BIRD WATCHERS. Tourists peek through telescopes provided by bird watching enthusiasts at the view deck in Nagbacalan village at Paoay Lake, where migratory birds, especially the Great Cormorant, regularly come by every November. (File photo courtesy of Tourism Ilocos Norte)

LAOAG CITY — Bird watchers all over the Philippines are eager to witness the return of the great cormorant, a migratory bird known for its matted feathers, come Nov.19.

The locals of Paoay, Ilocos Norte are the most excited of all, as flocks of this bird species naturally migrate to this town, specifically the Paoay Lake, every November. Ten years ago, a festival dedicated to the return of the great cormorant here was launched.

The 387-hectare Paoay Lake National Protected Landscape is a feeding point to migratory birds.

Since the first holding of the festival in 2008, local birders have frequented the lake’s view deck in Nagbacalan village, for a chance to see the great cormorant, along with other bird species at the landlocked lake.

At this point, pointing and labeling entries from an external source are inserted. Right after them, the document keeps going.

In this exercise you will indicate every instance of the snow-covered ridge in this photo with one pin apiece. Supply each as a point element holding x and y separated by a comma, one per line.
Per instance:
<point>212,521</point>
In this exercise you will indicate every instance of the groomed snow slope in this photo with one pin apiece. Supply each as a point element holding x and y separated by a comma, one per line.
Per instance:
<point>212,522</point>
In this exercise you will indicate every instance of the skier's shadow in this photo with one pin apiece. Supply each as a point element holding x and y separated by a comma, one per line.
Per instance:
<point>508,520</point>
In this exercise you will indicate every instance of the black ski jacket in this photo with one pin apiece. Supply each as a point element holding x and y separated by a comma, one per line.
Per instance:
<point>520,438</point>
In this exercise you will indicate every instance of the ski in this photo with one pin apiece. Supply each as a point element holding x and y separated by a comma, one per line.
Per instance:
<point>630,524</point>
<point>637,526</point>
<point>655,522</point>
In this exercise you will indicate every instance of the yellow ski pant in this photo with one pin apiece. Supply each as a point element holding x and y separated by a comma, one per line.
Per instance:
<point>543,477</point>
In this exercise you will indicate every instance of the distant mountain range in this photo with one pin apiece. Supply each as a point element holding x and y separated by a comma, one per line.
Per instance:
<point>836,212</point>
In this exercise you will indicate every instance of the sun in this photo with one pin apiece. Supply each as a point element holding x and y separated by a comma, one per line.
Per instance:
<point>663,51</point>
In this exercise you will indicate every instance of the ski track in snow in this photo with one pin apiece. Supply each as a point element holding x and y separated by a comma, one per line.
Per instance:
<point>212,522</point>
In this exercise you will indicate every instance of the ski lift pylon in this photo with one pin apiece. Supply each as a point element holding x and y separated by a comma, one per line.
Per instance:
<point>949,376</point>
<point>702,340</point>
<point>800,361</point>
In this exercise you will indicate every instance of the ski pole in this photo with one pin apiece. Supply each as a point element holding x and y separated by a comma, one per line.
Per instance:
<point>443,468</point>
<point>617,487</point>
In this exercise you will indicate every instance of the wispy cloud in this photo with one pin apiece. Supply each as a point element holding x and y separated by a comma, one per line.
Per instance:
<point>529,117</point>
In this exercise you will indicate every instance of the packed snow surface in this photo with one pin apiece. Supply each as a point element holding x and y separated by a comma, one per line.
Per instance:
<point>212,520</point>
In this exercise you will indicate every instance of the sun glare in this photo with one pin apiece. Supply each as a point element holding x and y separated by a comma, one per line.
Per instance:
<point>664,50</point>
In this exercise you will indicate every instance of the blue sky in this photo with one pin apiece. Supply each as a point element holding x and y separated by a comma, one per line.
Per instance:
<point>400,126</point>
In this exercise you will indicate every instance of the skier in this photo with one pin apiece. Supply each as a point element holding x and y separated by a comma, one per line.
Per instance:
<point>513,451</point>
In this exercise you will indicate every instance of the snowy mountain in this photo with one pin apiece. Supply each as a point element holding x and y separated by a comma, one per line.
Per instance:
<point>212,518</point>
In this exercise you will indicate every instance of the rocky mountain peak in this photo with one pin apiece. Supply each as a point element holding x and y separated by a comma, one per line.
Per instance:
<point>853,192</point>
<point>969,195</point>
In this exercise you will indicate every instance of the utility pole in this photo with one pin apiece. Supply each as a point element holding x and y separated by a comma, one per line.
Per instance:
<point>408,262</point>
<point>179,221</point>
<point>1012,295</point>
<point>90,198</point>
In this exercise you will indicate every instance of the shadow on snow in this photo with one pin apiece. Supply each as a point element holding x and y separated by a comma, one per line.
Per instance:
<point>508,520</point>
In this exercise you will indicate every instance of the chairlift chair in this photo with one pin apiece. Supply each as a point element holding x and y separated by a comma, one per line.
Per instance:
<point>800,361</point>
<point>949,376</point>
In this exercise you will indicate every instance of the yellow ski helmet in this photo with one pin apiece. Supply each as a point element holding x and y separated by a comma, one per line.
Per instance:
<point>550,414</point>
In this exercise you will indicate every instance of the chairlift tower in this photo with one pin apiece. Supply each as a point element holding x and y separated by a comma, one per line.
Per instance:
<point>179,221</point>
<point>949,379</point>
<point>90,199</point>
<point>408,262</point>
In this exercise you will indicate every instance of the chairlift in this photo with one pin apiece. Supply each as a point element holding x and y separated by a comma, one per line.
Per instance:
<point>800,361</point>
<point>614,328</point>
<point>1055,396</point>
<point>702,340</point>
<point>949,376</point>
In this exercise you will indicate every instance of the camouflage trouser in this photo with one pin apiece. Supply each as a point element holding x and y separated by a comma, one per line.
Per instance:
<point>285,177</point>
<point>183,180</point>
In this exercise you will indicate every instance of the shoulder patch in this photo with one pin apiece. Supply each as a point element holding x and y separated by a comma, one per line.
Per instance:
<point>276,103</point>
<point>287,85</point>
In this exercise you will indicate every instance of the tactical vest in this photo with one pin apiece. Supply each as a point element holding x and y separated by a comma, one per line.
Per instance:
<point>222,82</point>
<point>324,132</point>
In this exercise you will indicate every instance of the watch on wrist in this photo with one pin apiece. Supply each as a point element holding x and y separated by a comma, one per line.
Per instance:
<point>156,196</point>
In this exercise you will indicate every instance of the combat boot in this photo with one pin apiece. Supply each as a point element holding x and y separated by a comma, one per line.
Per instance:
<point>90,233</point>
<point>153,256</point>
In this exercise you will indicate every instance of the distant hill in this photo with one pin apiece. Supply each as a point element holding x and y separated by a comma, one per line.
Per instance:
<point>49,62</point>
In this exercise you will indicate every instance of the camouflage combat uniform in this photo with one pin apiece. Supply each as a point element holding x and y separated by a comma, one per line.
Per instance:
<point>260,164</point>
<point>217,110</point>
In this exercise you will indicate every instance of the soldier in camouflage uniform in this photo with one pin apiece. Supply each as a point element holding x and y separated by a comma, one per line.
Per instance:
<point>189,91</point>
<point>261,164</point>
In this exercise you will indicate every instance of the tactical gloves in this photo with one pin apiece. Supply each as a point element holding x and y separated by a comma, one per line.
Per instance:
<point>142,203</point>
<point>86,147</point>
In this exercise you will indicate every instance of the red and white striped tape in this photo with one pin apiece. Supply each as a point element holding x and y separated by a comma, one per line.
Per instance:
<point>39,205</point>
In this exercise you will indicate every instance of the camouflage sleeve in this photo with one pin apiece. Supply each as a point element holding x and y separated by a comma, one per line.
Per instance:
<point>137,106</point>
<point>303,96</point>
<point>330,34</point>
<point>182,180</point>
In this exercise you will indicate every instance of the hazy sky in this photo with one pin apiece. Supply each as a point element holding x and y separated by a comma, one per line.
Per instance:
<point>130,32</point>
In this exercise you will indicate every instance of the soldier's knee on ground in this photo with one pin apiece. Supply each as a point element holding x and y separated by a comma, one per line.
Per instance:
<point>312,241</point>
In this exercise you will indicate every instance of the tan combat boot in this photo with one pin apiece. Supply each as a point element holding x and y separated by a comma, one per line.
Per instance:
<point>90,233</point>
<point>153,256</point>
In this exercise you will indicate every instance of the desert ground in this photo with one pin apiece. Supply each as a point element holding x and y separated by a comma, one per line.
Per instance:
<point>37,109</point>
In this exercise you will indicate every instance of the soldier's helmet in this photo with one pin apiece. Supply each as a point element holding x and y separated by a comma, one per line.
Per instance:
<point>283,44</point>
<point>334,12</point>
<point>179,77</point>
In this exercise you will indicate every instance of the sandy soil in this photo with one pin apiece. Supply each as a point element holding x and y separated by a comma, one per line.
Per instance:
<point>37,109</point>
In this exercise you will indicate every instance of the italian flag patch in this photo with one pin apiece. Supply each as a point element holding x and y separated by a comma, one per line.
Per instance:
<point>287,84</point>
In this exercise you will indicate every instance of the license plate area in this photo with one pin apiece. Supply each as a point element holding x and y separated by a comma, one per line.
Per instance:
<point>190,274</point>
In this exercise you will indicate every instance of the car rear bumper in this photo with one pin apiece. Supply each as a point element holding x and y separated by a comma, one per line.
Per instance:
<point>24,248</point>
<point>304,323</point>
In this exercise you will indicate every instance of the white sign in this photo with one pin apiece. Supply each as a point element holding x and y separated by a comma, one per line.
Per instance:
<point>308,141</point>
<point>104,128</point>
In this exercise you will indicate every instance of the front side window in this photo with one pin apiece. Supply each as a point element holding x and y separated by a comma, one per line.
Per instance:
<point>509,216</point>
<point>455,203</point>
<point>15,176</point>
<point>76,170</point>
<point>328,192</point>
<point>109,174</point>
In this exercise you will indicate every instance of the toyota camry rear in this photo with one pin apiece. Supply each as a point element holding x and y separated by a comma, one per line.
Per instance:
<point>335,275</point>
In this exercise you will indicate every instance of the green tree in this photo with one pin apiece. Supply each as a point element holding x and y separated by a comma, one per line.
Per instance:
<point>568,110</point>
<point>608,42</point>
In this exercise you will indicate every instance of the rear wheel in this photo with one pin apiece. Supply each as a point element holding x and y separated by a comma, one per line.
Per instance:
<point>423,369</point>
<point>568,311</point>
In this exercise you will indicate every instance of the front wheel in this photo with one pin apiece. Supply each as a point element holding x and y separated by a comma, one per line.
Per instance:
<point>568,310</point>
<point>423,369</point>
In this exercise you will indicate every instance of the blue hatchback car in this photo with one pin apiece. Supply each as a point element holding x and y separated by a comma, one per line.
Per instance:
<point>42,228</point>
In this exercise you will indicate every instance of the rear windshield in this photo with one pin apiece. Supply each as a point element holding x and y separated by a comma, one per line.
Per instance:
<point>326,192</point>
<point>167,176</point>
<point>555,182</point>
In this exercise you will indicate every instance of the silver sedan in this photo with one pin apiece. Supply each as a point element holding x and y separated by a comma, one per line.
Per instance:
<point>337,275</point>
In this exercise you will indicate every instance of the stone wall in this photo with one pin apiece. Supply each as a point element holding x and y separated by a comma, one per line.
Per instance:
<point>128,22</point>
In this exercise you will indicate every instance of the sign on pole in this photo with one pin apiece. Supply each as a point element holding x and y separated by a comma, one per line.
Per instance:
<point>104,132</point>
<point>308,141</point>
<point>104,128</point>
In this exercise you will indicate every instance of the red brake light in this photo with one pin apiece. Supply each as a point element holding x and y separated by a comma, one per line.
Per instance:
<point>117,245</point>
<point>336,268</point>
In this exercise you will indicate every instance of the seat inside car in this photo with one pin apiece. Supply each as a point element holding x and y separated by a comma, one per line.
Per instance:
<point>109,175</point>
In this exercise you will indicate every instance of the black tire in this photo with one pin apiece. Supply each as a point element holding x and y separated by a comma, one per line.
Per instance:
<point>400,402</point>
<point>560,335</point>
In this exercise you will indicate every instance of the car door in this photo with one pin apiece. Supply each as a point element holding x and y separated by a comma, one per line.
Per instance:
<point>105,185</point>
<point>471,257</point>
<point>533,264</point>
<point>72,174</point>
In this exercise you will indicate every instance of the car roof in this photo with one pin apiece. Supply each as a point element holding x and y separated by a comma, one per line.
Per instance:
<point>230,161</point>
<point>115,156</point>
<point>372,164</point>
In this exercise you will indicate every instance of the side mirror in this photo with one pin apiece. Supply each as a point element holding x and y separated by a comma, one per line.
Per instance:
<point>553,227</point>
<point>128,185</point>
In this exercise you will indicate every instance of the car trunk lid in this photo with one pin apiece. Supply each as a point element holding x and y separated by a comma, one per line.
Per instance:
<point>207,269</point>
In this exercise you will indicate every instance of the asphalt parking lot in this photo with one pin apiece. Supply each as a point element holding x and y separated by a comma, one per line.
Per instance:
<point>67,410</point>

Through the initiative of Dr. Petrus Calope, a member of the Wild Bird Club of the Philippines (WBCP), in cooperation with the local government of Paoay and the Department of Environment and Natural Resources (DENR), bird watching in the province has slowly gained popularity, enticing local and foreign enthusiasts to visit the legendary Paoay Lake.

Starting the month of November, bird watchers frequent the area with binoculars, telescopes, and high-end cameras.

On Monday, Calope’s group will again install their birdwatching equipment at the view deck in Nagbacalan village while inviting all other interested guests and visitors to join the fun.

Over the past five years, the WBCP have monitored the presence of migratory birds at the Paoay lake wetlands, considered one of the country’s important migratory bird sites.

Based on the latest Asian Waterbird Census, the Philippine ducks are commonly seen in the area with an average number of 600. The cormorants are also commonly seen in the lake, around 10 of these or more at a time.

The Community Environment and Natural Resources Office (CENRO) has also noted that Paoay Lake has been providing shelter to other bird species like the Little Grebe, Great Egret, Little Egret, Cattle Egret, Tufted Duck, White-brow Crane, Common Kingfisher, White-collared Kingfisher, and the White-throat Kingfisher.

“I take pride in my hometown for having such a healthy and grandeur lake. Its beauty and cleanliness have been preserved for our next generation to see and enjoy," Paoay resident Rod Sadian said.